The day began like any other, with a cup of coffee and a hasty breakfast of scrambled eggs, home fries, bacon, sausage links, black pudding, grapefruit, toasted wheat bread with lemon curd, and a half-strength mimosa. I turned on the radi-adi-o to catch the local news, and realized that something strange was going on... tales of octogenarians forced to jump in public, rumors of a mysterious figure carrying a bag of stickers, and placing them on the enticingly large foreheads of random strangers. I had to substantiate the gravity of these rumors, so I hit the streets.
I needed help, and fast, so I headed down to downtown Brooklyn, to enlist the aid of a guy who was a mild-mannered family man by night, a skyscraper-scaling daredevil by day. Standing in the shadow of his peen-like abode, I knew I was close to the source of the rumors...

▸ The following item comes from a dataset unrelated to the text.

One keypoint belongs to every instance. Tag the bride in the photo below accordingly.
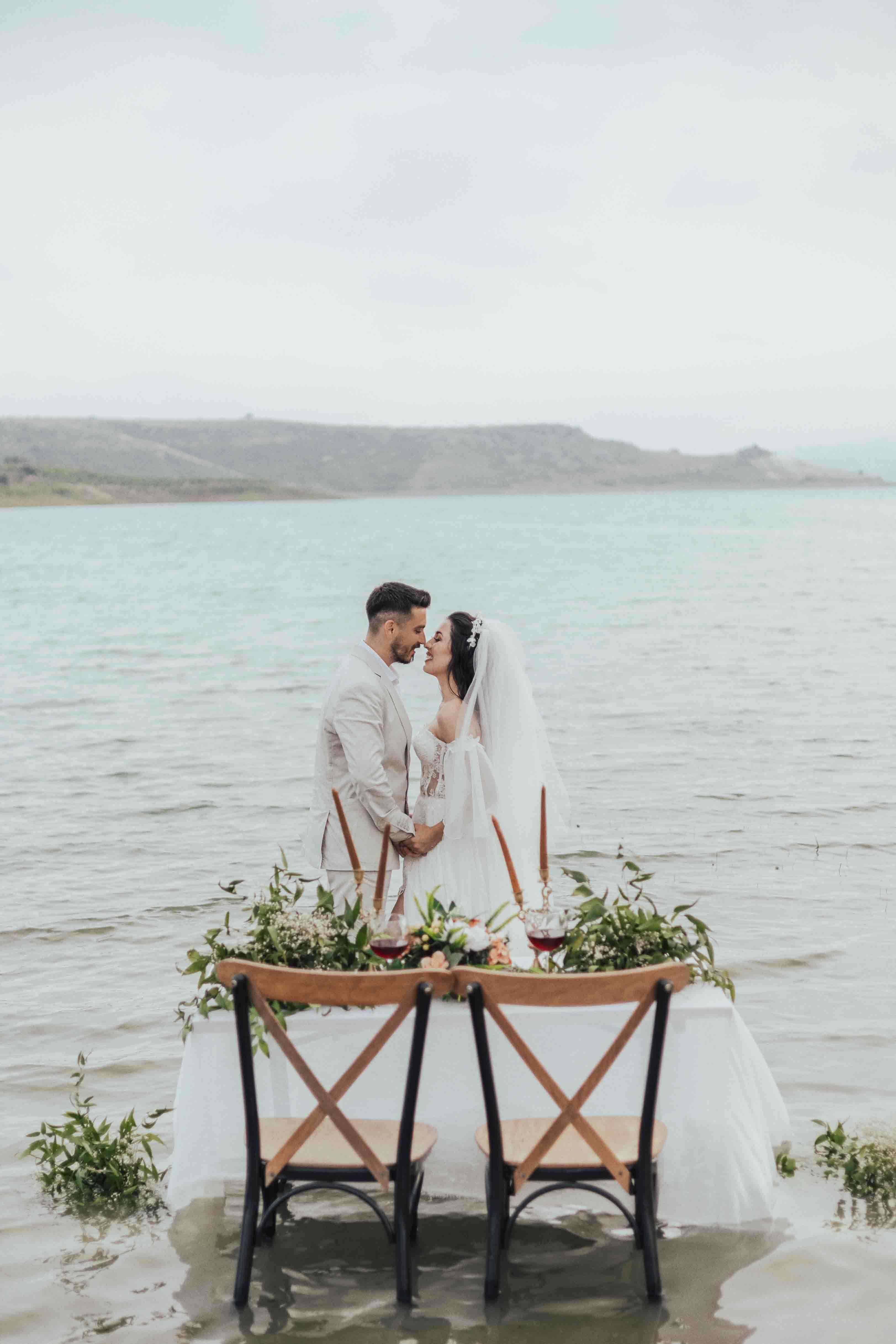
(485, 753)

**DUDE, SNAP OUT OF IT!!!**
Yesterday, I was able to attach a name and a face to King of the Animated Gifs and all-around Good Guy Substance McGravitas. Yes, we hung out at a Baby Biergarten (note to motherlovers... where there's babbies, there's muthas, if you know what I mean and I think that you do). Ned's nuclear family, the lovely Mrs. B. and the not-so-mini _B (he's like a babysaurus- I mean, he's thirty pounds of baby!) accompanied us to the Playdate Beerhall. Big Mini _B is thirty pounds of awesome, he's a happy guy, and totes adorbs... I'd hang out with him any day, he's a total, as they say, chick magnet.
After some nice fat glasses of beer, we stopped by the local B.B.Q. pit and got some victuals to consume in the book-lined precincts of Casa _B. Nothing beats good old-fashioned down-home downtown hospitality. All told, it was a day to mark with a white stone.
So, who's the next person to get their ass to New York?
UPDATE: Does it even need to be said that Substance McGravitas has an enticingly large forehead? Didn't think so!